The application image is the main application and is implemented in application.c.
It is up to the application to advertise USB DFU support (i.e. as does the provided USB CDC ACM example).
The simplest way do flash the bootloader image is using the embedded bootloader.
By pressing the BOOT0 button (setting the pin low) while powering or resetting the device, the micro-controller boot its embedded UART/USB DFU bootloader.
Connect a USB cable and run rake dfu_bootloader.
Once the bootloader is flashed, it is possible to flash the application over USB using the DFU protocol by running rake flash (equivalent to rake dfu_application.
To force the bootloader to start the DFU mode press the user button or short a pin, depending on the board.

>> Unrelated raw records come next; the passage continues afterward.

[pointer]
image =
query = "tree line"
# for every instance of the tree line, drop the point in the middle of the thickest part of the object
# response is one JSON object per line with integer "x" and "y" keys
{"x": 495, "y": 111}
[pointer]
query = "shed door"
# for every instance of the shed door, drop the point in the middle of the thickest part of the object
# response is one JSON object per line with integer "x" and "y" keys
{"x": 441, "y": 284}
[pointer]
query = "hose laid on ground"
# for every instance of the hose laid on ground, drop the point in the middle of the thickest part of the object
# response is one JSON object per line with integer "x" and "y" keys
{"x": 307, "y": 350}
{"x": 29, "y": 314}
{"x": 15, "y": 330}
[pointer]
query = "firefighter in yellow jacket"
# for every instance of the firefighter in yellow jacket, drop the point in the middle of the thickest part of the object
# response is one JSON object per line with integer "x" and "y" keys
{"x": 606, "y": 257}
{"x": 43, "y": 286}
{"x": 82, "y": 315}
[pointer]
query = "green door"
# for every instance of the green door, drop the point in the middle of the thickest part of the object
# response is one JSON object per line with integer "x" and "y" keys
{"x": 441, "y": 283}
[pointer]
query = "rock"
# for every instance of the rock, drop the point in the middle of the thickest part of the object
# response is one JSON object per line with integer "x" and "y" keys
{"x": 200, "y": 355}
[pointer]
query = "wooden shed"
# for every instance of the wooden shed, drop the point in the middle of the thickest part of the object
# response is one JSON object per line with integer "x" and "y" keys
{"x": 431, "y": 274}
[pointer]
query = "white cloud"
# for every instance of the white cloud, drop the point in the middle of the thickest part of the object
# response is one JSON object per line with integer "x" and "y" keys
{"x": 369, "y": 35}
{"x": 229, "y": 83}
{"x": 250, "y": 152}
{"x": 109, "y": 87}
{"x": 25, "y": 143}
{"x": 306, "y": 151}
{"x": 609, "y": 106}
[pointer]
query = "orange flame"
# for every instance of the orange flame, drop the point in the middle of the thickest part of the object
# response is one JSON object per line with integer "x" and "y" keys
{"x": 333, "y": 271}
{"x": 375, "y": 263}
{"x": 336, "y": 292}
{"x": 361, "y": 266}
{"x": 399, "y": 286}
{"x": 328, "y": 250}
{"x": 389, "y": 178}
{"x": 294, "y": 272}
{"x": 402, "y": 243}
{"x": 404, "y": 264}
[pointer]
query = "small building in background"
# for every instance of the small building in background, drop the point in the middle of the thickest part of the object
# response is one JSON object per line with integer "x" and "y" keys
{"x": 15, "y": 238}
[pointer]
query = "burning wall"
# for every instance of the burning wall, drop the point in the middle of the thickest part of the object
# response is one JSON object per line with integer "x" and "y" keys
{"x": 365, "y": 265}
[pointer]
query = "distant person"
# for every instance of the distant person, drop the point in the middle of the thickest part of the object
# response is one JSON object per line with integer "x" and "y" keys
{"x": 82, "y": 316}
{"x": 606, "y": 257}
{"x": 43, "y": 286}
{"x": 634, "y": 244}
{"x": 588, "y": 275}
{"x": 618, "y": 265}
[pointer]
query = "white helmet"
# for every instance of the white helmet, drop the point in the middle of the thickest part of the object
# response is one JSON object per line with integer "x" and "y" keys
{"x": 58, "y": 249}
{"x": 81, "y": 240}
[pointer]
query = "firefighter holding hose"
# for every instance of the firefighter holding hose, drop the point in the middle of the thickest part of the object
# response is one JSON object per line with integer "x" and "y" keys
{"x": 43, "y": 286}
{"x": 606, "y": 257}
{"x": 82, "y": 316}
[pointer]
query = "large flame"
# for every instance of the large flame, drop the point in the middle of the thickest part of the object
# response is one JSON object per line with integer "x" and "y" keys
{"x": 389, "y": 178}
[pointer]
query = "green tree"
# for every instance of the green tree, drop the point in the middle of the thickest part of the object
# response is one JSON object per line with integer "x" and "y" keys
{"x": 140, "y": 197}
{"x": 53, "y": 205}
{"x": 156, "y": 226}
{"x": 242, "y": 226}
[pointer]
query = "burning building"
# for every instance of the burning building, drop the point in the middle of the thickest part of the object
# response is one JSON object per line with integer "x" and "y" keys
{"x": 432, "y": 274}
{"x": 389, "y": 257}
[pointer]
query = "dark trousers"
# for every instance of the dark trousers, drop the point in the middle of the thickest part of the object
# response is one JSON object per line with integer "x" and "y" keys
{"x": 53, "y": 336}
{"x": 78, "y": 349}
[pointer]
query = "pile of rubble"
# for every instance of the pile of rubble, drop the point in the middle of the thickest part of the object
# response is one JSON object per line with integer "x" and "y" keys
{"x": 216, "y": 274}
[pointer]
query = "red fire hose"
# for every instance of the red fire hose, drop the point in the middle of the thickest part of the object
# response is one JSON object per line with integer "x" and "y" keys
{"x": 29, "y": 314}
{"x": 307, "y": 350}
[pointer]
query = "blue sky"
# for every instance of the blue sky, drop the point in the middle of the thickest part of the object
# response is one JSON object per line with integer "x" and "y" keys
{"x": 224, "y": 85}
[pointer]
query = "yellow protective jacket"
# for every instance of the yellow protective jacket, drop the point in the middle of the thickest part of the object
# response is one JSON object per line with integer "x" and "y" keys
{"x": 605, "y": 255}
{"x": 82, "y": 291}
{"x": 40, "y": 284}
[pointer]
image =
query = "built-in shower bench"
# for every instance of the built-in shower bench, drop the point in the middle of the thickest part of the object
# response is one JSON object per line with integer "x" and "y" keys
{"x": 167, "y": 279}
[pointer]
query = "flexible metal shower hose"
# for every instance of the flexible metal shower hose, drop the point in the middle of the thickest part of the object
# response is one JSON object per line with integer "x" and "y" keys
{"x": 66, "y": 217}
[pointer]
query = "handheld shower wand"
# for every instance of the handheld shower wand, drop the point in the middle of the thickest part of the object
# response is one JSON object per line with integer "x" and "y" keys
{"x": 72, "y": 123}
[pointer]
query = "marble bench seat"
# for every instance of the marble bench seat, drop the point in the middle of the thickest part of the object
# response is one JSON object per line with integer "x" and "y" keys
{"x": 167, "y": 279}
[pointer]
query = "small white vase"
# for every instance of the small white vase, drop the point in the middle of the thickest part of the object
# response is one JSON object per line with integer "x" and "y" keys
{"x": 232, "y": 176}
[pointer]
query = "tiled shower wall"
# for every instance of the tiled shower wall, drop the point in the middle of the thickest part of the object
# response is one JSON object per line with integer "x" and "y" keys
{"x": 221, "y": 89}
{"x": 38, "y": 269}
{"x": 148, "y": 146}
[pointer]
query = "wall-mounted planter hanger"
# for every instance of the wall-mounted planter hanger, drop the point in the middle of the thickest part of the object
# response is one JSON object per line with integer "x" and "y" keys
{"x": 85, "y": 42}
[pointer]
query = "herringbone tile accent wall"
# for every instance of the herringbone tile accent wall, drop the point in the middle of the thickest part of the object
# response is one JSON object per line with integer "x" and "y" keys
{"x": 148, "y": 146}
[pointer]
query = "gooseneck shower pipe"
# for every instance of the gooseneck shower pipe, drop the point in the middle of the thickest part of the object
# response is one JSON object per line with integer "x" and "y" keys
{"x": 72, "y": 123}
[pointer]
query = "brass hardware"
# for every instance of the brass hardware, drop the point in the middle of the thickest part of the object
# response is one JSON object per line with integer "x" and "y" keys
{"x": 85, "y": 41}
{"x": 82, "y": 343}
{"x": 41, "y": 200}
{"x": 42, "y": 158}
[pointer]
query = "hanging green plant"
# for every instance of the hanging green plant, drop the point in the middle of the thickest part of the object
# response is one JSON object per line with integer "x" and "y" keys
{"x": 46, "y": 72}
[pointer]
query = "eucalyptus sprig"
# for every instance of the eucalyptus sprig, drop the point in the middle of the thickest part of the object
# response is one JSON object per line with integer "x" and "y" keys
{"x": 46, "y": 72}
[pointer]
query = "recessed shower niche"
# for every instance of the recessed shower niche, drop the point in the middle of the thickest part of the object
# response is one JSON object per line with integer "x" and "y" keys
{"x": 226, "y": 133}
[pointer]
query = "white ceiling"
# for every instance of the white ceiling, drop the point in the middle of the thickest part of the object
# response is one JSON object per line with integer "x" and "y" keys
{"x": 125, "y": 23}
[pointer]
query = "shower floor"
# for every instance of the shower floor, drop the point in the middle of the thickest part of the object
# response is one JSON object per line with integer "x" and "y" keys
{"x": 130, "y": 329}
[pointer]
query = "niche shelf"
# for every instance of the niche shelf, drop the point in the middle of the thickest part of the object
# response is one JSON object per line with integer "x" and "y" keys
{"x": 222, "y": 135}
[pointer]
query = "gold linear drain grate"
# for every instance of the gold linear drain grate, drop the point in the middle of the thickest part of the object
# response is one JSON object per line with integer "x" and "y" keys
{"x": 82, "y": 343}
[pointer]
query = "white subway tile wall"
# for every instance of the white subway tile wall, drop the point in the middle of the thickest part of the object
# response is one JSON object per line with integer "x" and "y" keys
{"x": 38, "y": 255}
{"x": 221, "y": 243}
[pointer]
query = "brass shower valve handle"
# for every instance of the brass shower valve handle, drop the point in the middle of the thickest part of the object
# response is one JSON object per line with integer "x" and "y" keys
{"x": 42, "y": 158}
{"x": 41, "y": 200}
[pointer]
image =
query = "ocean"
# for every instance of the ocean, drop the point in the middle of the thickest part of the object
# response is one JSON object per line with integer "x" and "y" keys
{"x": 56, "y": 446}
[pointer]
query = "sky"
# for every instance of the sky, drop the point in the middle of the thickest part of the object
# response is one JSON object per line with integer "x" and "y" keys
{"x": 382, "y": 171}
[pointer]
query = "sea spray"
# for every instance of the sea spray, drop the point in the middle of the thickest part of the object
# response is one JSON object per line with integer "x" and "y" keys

Note: I use my own DFU bootloader instead of the embedded bootloader because I was not able to start the embedded USB DFU bootloader from the application.
The images can also be flash using SWD (Serial Wire Debug) in case the firmware gets stuck and does not provide USB functionalities.
For that you need an SWD adapter.
The Makefile uses a ST-Link V2 programmer along OpenOCD software (default), or Black Magic Probe.
To flash the bootloader using SWD run rake swd_bootloader (this will also erase the application).
To flash the application using SWD run rake swd_application (or rake swd).
To erase all memory and unlock read/write protection, run rake remove_protection.
debug
SWD also allows to debug the code running on the micro-controller using GDB.
To start the debugging session run rake debug.
USB
The firmware offers serial communication over USART1 and USB (using the CDC ACM device class).